A confermarlo è Luigi Scordamaglia, consigliere delegato di Filiera Italia, che a ItaliaOggi dichiara: «Abbiamo denunciato i massimali inadeguati sin da inizio settembre, quando i pagamenti di Agea legati a diversi strumenti dei decreti Agosto e Rilancio si fermavano per non superare le soglie. Abbiamo chiesto, sin dall'inizio, un innalzamento del Temporary framework per non vanificare gli interventi d'emergenza, ma la risposta della Commissione Ue è stata la proroga dello stesso con i medesimi massimali e l'introduzione di un ulteriore massimale portato a 3 mln, ma limitato ad aziende praticamente fallite».

E ancora: «Quello che più dispiace è vedere che altri paesi, come Germania e Olanda, hanno bypassato questi limiti, notificando appositi regimi di aiuto anche nella scorsa estate; cosa che la nostra burocrazia avrebbe potuto tranquillamente fare e non ha fatto. È importante che si capisca ora che senza modifica dei massimali di aiuto anche le discussioni sui nuovi ristori sono acqua fresca».

Già, perché in assenza di notifica ad hoc a Bruxelles, anche il nuovo decreto legge Ristori ricadrà nell'alveo del Temporary network, erodendo il massimale. La vicenda, dunque, non lascia tranquille le imprese.
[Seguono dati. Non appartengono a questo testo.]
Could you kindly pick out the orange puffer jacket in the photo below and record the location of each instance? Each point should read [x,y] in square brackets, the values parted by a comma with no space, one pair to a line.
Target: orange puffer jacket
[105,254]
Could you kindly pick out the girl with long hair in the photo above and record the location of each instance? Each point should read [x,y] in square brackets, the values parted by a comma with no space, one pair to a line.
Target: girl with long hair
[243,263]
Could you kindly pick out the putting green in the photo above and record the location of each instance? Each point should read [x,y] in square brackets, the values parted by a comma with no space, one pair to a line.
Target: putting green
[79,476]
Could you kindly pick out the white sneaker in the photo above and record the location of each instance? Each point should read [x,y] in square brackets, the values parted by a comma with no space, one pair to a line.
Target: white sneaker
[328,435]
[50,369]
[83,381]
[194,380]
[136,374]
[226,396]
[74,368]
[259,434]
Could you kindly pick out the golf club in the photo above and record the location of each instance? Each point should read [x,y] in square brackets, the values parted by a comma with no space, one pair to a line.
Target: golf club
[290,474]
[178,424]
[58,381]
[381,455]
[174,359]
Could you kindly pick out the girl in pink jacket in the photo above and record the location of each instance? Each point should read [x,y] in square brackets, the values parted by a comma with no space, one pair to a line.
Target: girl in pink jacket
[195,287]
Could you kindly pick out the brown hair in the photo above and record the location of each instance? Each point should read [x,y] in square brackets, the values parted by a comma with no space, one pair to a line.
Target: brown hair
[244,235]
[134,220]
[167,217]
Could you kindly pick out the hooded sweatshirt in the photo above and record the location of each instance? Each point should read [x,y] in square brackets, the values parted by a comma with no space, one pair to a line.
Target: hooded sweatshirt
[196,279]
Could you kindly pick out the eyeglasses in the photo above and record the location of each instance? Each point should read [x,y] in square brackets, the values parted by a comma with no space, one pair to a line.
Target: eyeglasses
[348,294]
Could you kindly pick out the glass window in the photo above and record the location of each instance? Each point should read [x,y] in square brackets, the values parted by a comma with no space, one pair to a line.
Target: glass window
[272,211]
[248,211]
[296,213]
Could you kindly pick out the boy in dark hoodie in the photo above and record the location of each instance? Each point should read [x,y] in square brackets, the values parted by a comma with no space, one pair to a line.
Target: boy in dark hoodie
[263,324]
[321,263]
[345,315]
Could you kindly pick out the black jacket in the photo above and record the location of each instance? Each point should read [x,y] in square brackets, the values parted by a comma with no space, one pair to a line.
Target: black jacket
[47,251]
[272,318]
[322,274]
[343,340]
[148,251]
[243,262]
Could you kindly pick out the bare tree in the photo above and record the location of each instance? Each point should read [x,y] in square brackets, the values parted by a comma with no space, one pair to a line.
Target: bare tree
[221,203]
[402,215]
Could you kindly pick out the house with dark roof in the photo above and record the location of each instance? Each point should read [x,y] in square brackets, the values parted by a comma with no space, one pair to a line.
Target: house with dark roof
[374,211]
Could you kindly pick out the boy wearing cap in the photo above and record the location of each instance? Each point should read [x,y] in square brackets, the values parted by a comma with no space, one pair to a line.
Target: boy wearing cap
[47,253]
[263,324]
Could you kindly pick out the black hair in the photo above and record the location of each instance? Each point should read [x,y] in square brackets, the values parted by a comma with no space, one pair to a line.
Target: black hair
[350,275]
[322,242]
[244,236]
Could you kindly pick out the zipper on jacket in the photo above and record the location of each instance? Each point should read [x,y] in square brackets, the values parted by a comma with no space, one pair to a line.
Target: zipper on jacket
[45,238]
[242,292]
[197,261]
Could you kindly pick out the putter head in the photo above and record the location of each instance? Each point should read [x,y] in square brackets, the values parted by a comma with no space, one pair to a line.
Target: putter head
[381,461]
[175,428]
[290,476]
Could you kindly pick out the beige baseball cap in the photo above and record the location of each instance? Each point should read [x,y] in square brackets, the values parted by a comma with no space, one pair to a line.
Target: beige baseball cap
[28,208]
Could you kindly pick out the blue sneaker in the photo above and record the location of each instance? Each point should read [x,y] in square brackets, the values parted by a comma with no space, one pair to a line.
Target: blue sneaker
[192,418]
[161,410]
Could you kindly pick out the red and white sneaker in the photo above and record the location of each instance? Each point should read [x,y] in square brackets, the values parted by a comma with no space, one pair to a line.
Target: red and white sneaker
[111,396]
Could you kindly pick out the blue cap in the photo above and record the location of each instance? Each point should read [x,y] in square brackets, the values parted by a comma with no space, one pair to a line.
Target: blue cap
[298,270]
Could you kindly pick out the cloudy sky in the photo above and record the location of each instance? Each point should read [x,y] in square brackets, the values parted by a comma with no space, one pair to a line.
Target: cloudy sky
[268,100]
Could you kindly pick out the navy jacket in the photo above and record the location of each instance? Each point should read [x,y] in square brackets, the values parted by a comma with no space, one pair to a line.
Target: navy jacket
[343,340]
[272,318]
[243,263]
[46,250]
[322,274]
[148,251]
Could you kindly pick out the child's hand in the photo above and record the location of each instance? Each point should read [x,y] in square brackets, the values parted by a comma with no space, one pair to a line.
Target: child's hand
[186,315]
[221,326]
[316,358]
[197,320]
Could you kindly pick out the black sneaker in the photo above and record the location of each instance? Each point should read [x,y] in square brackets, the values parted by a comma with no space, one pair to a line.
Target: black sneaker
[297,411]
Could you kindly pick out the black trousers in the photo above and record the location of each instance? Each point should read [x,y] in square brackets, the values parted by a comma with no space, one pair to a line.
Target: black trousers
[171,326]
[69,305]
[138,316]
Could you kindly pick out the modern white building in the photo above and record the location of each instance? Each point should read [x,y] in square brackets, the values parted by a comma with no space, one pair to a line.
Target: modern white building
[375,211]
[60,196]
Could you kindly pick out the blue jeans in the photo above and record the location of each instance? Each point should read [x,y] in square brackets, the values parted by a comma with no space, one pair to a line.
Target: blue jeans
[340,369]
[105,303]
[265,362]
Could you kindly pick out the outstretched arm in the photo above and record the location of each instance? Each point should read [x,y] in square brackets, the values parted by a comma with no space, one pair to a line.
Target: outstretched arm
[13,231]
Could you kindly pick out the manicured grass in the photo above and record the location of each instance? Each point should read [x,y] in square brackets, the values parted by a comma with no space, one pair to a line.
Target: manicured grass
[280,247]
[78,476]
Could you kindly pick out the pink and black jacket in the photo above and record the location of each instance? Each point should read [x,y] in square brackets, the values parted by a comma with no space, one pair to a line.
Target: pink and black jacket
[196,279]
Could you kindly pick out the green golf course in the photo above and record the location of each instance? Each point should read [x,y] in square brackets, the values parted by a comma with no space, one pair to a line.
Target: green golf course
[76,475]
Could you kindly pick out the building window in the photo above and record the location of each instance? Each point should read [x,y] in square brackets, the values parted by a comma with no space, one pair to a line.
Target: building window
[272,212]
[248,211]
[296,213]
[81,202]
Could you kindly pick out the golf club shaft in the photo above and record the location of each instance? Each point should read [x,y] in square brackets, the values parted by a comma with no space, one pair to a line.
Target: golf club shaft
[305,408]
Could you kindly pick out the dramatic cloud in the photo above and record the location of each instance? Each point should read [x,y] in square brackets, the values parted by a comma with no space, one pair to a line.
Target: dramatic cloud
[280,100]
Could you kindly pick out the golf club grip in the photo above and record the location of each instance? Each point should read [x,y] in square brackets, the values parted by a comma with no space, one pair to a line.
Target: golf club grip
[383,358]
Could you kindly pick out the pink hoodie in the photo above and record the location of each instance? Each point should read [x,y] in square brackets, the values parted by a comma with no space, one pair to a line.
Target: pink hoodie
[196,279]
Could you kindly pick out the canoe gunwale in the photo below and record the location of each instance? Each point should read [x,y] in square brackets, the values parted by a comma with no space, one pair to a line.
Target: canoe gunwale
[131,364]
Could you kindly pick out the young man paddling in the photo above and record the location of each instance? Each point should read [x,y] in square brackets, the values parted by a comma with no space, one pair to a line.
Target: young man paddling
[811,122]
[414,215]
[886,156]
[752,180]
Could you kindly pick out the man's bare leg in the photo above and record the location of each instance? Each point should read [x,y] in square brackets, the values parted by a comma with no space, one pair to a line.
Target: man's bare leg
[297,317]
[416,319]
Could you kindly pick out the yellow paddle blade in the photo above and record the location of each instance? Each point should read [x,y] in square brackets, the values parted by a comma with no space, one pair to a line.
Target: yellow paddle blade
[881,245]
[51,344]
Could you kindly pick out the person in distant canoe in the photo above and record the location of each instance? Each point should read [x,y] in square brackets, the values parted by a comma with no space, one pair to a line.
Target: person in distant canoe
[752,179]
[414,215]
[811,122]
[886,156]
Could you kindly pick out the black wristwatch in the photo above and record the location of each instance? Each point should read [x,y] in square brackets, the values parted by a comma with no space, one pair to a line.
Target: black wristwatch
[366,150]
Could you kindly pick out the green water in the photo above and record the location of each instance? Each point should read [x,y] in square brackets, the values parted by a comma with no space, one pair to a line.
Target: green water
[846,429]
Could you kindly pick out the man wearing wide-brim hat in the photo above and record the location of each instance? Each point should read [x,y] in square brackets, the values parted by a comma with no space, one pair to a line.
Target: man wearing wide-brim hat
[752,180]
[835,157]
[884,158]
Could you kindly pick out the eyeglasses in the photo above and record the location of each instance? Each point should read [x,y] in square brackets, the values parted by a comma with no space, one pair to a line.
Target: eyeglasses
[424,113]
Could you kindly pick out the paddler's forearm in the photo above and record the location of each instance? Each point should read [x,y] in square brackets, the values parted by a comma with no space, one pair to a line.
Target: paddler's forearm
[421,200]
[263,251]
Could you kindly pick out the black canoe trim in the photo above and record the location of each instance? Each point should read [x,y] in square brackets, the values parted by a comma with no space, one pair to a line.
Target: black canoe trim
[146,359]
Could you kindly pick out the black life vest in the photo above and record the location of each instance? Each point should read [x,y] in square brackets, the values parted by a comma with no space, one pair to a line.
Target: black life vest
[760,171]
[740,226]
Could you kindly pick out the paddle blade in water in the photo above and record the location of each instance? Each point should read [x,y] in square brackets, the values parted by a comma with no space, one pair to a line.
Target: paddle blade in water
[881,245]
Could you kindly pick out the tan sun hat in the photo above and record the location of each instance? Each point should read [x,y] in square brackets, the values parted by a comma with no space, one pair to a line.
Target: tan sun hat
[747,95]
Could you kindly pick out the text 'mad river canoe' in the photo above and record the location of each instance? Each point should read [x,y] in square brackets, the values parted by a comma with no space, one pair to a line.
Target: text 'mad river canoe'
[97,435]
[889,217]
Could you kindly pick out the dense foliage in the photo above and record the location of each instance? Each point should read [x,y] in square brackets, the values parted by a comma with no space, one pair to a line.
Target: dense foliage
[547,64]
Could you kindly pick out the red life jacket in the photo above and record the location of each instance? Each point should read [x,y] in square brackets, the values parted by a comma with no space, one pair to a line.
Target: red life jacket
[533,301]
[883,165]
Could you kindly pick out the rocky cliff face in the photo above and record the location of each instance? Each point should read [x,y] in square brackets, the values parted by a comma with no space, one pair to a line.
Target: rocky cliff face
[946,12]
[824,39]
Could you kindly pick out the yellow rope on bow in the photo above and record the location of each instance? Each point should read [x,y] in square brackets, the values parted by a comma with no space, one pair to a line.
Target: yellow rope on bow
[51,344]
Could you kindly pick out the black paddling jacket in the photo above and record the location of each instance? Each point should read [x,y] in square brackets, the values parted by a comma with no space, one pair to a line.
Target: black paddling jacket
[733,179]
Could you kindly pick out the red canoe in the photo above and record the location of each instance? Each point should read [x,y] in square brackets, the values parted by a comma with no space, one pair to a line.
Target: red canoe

Ieri, in serata, una nota del Dipartimento politiche europee, che ha redatto la circolare di giugno, tentava di calmare le acque: «Non sussiste alcun pericolo che alcune imprese italiane debbano restituire parte delle agevolazioni e dei sussidi ricevuti quest'anno in quanto potrebbero essere considerati dalla Commissione come eccedenti i limiti previsti dal Quadro temporaneo sugli aiuti di stato. La commissione europea», si legge nel comunicato diramato, «ha aperto uno spazio importante per la copertura dei sussidi alle imprese nel corso del 2020 e ha più volte confermato la sua forte determinazione in questo senso. Sono in corso interlocuzioni tra Roma e Bruxelles per la corretta interpretazione della complessa normativa in materia, ma l'eventualità paventata della restituzione può essere esclusa fin d'ora».

Sarà, ma per il momento le amministrazioni vigilanti ed eroganti hanno sospeso le erogazioni per chi ha superato il tetto.